Normen
Mietengesetz §1 Abs3 Z1
Mietengesetz §1 Abs3 Z1
Spruch:
Die faktische Umwandlung vorhandener, wenn auch schlecht ausgestatteter Geschäftsräume in nunmehr gut adaptierten Wohnraum, mag sie auch neben der erforderlichen baubehördlichen Bewilligung aufwendige Adaptierungsarbeiten erfordert haben, kann nicht als "Neuschaffung von Räumen" im Sinne der insoweit wörtlich mit § 1 Abs. 2 Z. 1 MG a. F. übereinstimmenden Bestimmung des § 1 Abs. 3 Z. 1 MG i. d.
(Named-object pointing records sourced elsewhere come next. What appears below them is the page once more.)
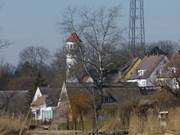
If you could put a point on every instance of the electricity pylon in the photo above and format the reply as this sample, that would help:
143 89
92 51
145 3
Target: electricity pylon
136 25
F. MRÄG angesehen werden
OGH 1. Juni 1976, 3 Ob 570, 571/76 (LGZ Graz 3 R 407, 408/75; BGZ Graz 6 C 122, 129/75)
Text
Die Klägerin kundigte dem Beklagten die mit Mietvertrag vom 1. Oktober 1970 auf unbestimmte Zeit vermietete, aus zwei Zimmern, Küche und Nebenräumen bestehende Wohnung im Hofgebäude des ihr gehörenden Hauses G,Alte P-Straße Nr. 90, ohne Anführung eines wichtigen Kündigungsgrundes auf; sie behauptete hiezu, daß die aufgekundigte Wohnung auf Grund der Baubewilligung vom 15. Dezember 1969 - also nach dem 31. Dezember 1967 - ohne Zuhilfenahme öffentlicher Förderungsmittel durch Ausbau bzw. Umbau einer ehemaligen Waschküche und Holzlage neu geschaffen worden sei.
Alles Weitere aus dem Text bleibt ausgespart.